Hepatosentesis adalah kependekan dari biopsi hati. Pasien biasanya menjalani anestesi lokal, teknik tusukan satu detik dengan hisap tekanan negatif, tusukan transkutan di bawah posisi dan bimbingan B-ultrasound dan CT, atau tusukan langsung di bawah pengawasan laparoskopi. Sampel hati yang diperoleh dengan tusukan umumnya sekitar 10 ~ 25 mg. Setelah perawatan, mereka diwarnai dengan histopatologi dan imunohistokimia, dan jaringan hati dan morfologi sel diamati di bawah mikroskop. Pemeriksaan patologis tusukan hati terutama digunakan untuk diagnosis banding berbagai penyakit hati, seperti mengidentifikasi sifat dan penyebab penyakit kuning, memahami derajat dan aktivitas lesi hati, memberikan dasar untuk diagnosis etiologi berbagai hepatitis virus, menemukan sirosis pada tahap awal, tahap istirahat atau masih dalam tahap kompensasi, dan kemanjuran klinis yang membedakan. Terutama dalam menentukan tingkat keparahan fibrosis hati adalah"standar emas" yang diakui secara internasional. Selain itu, tusukan hati juga dapat digunakan untuk pengobatan diagnostik, seperti drainase abses hati, drainase kista hati, injeksi obat-obatan atau alkohol anhidrat ke dalam hepatoma.
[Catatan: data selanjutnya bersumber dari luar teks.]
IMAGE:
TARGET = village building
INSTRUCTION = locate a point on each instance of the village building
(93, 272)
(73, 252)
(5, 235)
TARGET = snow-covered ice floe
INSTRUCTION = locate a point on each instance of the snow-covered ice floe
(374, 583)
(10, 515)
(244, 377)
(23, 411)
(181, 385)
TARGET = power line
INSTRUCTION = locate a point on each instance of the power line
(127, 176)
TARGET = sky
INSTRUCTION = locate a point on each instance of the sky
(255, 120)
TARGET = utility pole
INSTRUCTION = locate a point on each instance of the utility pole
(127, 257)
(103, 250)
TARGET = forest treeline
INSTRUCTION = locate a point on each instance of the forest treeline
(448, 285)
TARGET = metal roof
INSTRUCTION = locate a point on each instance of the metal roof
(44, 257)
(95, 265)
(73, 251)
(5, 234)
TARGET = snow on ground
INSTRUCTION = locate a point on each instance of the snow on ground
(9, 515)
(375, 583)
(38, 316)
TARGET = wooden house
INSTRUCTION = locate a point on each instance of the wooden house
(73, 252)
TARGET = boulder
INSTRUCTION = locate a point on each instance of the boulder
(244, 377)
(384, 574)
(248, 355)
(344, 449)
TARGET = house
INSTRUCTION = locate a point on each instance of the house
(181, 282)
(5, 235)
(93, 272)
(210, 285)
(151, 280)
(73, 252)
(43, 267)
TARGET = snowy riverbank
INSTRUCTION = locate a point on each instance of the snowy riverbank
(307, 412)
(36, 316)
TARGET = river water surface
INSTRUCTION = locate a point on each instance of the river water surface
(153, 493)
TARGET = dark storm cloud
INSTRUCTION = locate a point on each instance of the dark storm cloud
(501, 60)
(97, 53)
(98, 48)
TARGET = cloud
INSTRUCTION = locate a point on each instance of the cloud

Pungsi hati telah digunakan dalam praktik klinis selama lebih dari 100 tahun. Dengan perbaikan terus menerus dari instrumen tusukan dan metode operasi, tusukan hati satu detik Menghini sekarang banyak digunakan, yang nyaman dan aman, dengan tingkat keberhasilan yang tinggi dan tidak ada reaksi merugikan yang jelas. Jika pasien dipilih secara ketat sesuai dengan indikasi dan kontraindikasi tusukan hati, persiapan dan perawatan yang memadai sebelum dan sesudah operasi tidak akan memperburuk lesi dan kondisi hati asli.